EXAMPLE 1 preparation of modified epoxy Carrier
Modification: weighing 1g of epoxy carrier LX-1000EP (New science and technology materials Co., Ltd., Xian blue), adding 0.1M of D-glutamic acid-1-tert-butyl ester solution dissolved in DMF, stirring and reacting at 37 ℃ for 12h, after the reaction is finished, centrifugally collecting the epoxy carrier, washing the epoxy carrier with DMF, then adding 12 times of sealing buffer solution (3M glycine, pH 8.5) by volume, stirring and reacting at 37 ℃ for 12h, and after the sealing is finished, centrifugally removing the sealing solution to obtain the D-glutamic acid-1-tert-butyl ester modified epoxy carrier;
activation: adding 0.1M O- (N-succinimidyl) -NNNN-tetramethyltetrafluoroborate urea solution dissolved in tetrahydrofuran into the D-glutamic acid-1-tert-butyl ester modified epoxy carrier obtained in the step I, stirring and reacting for 8h at 25 ℃, after the reaction is finished, centrifugally collecting the carrier, and washing with tetrahydrofuran to obtain a succinimidyl activated D-glutamic acid-1-tert-butyl ester modified epoxy carrier (LX-1000 EP-D-Glu-OtBu-TSTU);
example 2 immobilized lysine endopeptidase (Lys-C)

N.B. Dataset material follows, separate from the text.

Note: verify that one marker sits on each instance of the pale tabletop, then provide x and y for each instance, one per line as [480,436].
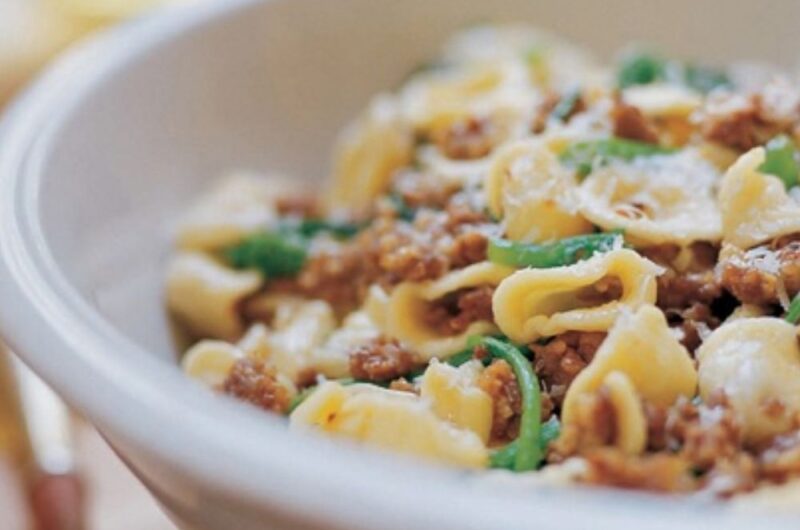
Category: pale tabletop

50mg of the modified epoxy vector (LX-1000EP-D-Glu-OtBu-TSTU) was weighed, 0.8U of Lys-C was added to a fixation buffer (1, 4-butanediol: DMSO: water: 1: 2), and the reaction was stirred at 25 ℃ for 30 min; at the same time, 50mg of unmodified epoxy vector (LX-1000EP) was weighed, 0.8U Lys-C was added to 1M phosphate buffer (pH 7.0), and the reaction was stirred at 20 ℃ for 24h [ Biomacromolecules 2003,4,772-777], as a control.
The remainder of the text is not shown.